The model learned to weigh these factors automatically, discovering that obesity increased diabetes risk while smoking elevated cancer probabilities—relationships that medicine has long established but that emerged without explicit programming. It’s truly an LLM for health conditions.
For clinical deployment, several hurdles remain.
The model needs validation across more diverse populations—for example, the lifestyles and habits of people from Nigeria, China, and America can be very different, making the model less accurate.
Also, privacy concerns around using detailed health histories require careful handling. Integration with existing healthcare systems poses technical and regulatory challenges.

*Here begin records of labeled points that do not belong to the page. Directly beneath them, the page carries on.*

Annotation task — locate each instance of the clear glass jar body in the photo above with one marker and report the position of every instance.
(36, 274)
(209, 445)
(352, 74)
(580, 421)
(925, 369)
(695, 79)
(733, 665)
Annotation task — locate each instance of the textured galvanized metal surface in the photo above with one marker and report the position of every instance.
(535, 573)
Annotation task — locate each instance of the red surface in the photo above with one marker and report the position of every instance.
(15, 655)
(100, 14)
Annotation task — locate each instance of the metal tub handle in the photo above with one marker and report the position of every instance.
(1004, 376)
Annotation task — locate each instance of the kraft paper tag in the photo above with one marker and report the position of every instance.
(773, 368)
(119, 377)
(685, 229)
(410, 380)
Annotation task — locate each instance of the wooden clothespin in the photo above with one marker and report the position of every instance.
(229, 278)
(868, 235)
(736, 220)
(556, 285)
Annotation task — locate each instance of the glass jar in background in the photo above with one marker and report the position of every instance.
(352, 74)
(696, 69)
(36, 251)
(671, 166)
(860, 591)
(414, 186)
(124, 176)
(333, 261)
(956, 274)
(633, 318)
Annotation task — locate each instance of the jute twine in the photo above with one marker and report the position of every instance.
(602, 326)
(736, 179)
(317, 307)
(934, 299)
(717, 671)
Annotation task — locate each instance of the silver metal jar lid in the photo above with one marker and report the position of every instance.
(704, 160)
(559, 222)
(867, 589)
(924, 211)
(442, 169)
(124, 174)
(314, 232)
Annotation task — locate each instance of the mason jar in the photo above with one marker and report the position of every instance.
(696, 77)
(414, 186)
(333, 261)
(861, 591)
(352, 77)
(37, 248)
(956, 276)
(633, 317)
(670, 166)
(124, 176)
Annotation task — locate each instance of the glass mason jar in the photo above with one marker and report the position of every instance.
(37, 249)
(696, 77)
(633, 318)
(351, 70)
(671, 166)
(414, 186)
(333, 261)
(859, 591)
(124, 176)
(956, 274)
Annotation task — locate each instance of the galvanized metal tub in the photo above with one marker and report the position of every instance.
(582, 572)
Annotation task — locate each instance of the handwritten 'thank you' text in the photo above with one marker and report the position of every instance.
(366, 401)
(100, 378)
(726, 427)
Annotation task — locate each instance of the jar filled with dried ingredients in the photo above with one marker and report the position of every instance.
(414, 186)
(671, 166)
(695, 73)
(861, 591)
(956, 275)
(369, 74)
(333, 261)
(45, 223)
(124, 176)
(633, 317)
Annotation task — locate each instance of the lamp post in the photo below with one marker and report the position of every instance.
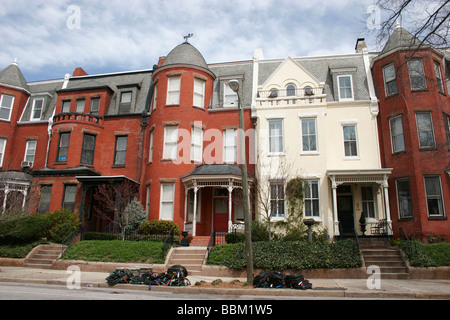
(234, 85)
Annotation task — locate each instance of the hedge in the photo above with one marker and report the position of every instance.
(284, 255)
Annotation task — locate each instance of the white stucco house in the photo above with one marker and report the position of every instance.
(316, 119)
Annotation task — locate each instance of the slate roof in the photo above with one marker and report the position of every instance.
(185, 53)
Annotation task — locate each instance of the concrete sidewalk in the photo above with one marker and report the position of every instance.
(340, 288)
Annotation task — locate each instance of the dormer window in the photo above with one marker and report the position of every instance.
(125, 102)
(290, 90)
(36, 112)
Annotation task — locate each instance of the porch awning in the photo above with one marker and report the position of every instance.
(378, 176)
(214, 175)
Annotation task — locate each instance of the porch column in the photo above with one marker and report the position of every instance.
(230, 194)
(335, 216)
(186, 194)
(194, 220)
(386, 205)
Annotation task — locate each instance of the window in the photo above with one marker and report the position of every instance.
(390, 80)
(95, 105)
(368, 203)
(447, 129)
(416, 74)
(309, 135)
(425, 130)
(398, 142)
(150, 153)
(44, 200)
(437, 70)
(80, 106)
(173, 90)
(434, 196)
(37, 109)
(199, 93)
(167, 201)
(277, 199)
(230, 146)
(345, 88)
(196, 144)
(2, 150)
(30, 150)
(125, 102)
(290, 90)
(170, 142)
(65, 106)
(6, 103)
(230, 97)
(404, 198)
(312, 198)
(69, 197)
(120, 151)
(63, 146)
(350, 141)
(87, 149)
(276, 136)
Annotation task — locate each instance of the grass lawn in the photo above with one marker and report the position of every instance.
(115, 251)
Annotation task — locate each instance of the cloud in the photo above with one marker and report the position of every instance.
(121, 35)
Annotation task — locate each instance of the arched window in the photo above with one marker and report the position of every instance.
(290, 90)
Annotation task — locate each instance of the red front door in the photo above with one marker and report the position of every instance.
(220, 223)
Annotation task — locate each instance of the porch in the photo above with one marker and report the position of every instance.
(360, 192)
(214, 193)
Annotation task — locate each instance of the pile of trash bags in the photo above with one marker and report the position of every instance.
(175, 276)
(275, 279)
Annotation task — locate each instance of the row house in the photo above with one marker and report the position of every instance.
(367, 132)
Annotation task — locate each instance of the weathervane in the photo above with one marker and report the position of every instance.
(186, 38)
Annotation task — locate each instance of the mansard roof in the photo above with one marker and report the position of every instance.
(12, 76)
(187, 54)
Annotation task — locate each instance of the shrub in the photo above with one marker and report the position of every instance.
(159, 227)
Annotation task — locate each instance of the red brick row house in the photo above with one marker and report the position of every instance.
(172, 133)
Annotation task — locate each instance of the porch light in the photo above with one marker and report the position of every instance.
(234, 85)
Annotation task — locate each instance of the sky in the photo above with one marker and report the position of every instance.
(53, 37)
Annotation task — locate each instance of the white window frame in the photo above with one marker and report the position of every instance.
(438, 197)
(356, 140)
(33, 110)
(199, 93)
(196, 144)
(279, 151)
(30, 150)
(308, 184)
(432, 130)
(150, 152)
(387, 81)
(394, 146)
(303, 151)
(352, 98)
(227, 94)
(170, 143)
(170, 215)
(6, 107)
(2, 150)
(173, 90)
(230, 135)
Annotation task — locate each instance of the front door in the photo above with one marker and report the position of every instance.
(220, 214)
(345, 214)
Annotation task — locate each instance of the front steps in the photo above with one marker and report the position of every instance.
(43, 256)
(189, 257)
(377, 252)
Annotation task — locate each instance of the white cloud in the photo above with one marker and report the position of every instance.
(121, 35)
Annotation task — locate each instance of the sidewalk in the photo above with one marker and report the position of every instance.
(340, 288)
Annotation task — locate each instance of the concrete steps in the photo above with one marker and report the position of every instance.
(43, 256)
(189, 257)
(388, 259)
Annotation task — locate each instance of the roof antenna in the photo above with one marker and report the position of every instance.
(186, 38)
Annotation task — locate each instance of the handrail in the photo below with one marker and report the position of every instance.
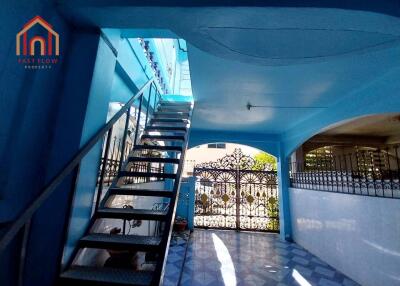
(24, 218)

But the potential applications span from identifying screening candidates who don’t meet age-based criteria to modeling population health interventions. Insurance companies, pharmaceutical firms, and public health agencies may have obvious interests.
Delphi-2M joins a growing family of transformer-based medical models. Some examples include Harvard’s PDGrapher tool for predicting gene-drug combinations that could reverse diseases such as Parkinson’s or Alzheimer’s, an LLM specifically trained on protein connections, Google’s AlphaGenome model trained on DNA pairs, and others.
What makes Delphi-2M so interesting and different is its broad scope of action, the sheer breadth of diseases covered, its long prediction horizon, and its ability to generate realistic synthetic data that preserves statistical relationships while protecting individual privacy.
In other words: “How long do I have?” may soon be less a rhetorical question and more a predictable data point.